Jika Kristus datang ke dunia dengan segala kesederhanaan, tidakkah kita seharusnya meneladani hikmah yang ditunjukkan-Nya? Kesederhanaan pasti sesuatu yang ingin diajarkan-Nya kepada kita, para pengikut-Nya. Bukannya tidak bisa Yesus lahir di dunia dengan segala kemewahan, tetapi Ia memilih untuk tidak menggunakannya. Gaya hidup untuk tidak menggantungkan diri pada hal-hal materi merupakan suatu pilihan.
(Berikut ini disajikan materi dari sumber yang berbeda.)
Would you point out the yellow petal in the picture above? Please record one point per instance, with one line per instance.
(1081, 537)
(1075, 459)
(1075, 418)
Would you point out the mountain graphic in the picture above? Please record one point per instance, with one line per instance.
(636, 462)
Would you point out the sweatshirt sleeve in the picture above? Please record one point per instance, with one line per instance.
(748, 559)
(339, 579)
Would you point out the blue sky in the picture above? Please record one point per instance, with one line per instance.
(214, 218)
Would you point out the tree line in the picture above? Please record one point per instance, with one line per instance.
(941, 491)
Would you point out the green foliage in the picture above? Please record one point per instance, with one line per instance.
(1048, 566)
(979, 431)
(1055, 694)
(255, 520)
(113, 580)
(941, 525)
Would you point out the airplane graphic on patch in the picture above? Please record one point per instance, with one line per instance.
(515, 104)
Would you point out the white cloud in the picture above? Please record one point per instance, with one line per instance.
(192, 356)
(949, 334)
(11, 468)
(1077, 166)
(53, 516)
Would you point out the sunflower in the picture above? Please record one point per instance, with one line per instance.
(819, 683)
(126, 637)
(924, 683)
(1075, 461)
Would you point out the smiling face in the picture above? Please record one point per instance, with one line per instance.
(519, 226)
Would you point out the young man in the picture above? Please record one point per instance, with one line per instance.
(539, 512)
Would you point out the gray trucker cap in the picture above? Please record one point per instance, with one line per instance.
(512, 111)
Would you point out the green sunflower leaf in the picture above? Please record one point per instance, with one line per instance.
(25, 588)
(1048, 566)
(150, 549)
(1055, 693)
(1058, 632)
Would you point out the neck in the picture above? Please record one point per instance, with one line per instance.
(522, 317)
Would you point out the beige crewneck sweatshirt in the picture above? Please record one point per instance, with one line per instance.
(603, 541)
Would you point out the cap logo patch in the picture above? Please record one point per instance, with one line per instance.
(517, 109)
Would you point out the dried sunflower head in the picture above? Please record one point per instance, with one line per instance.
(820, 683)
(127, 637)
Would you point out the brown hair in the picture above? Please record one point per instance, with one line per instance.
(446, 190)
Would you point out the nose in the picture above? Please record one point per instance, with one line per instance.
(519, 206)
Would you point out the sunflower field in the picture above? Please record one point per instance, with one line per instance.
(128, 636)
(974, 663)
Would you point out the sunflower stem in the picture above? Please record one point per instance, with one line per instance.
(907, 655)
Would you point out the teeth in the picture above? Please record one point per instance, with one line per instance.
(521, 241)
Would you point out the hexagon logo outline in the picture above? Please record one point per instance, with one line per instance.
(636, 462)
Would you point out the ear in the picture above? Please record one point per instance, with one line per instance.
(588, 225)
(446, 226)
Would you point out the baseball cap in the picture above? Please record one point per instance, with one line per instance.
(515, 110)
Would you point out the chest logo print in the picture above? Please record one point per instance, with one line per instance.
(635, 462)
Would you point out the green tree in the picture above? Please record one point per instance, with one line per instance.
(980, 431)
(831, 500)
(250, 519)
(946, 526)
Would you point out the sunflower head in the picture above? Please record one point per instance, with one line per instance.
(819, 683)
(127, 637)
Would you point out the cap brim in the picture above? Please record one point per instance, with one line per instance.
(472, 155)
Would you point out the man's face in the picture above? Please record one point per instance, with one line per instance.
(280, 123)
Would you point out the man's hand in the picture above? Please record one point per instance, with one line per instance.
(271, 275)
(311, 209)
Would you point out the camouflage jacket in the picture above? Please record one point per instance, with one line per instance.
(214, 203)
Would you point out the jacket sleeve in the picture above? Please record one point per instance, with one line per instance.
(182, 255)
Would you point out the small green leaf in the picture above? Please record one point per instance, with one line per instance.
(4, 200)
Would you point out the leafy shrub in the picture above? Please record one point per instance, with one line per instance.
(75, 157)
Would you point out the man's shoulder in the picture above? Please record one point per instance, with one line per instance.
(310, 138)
Kristus memilih untuk tidak membiarkan diri-Nya dibuai oleh kefanaan dunia. Manusia rohani yang hidup di dunia yang selalu memburu kenikmatan yang fana seharusnya berani mengambil tindakan yang sama seperti Kristus, yaitu memilih untuk hidup di dalam kesederhanaan.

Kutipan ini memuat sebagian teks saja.